They were made in a programme in which Dr Austin participated and were published by us in good faith. In particular, Dr Austin did not state that babies should be “left to die” and did not express the opinion that the financial aspects of neonatal care were the issue. We apologise to Dr Austin for the errors.
As I've written a zillion times before, clear corrections for honest (or even dishonest) mistakes are a good thing, and they make me trust a person/institution more rather than less, especially when freely given.

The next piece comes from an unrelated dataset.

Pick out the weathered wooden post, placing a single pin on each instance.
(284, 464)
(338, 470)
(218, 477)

Since they're often hard to find, I wondered if someone had thought about setting up a database or blog of corrections? Stop me if it's already been done (or rather, link me) but I think it might be useful, if not as a database to inform people, at least as a tool for gathering them all in one place, and triggering some conversations and thoughts about them.

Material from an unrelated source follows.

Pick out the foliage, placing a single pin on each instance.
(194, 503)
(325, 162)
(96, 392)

In the world of academia you might enjoy:
http://retractionwatch.wordpress.com/And in case you missed it, here's is the ubercorrection:
http://www.thesun.co.uk/sol/homepage/hygiene/home/article190130.ece
IN an article published on The Sun website on January 27 under the headline ?Gollum joker killed in live rail horror’ we incorrectly stated that Julian Brooker, 23, of Brighton, was blown 15ft into the air after accidentally touching a live railway line.
His parents have asked us to make clear he was not turned into a fireball, was not obsessed with the number 23 and didn’t go drinking on that date every month.
Julian’s mother did not say, during or after the inquest, her son often got on all fours creeping around their house pretending to be Gollum.
Also, quotes from a witness should have been attributed to Gemma Costin not Eva Natasha. We apologise for the distress this has caused Julian’s family and friends.
Update:
I'm a bit of a dumbass for forgetting this site, which I've visited before:
http://www.regrettheerror.com/
though it's generally jsut the funnier ones.
In my fantasy world, we'd have a set of community-sourced factual corrections and background material on a structured database of news stories, but that wld take a few million quid more than we have at our disposal.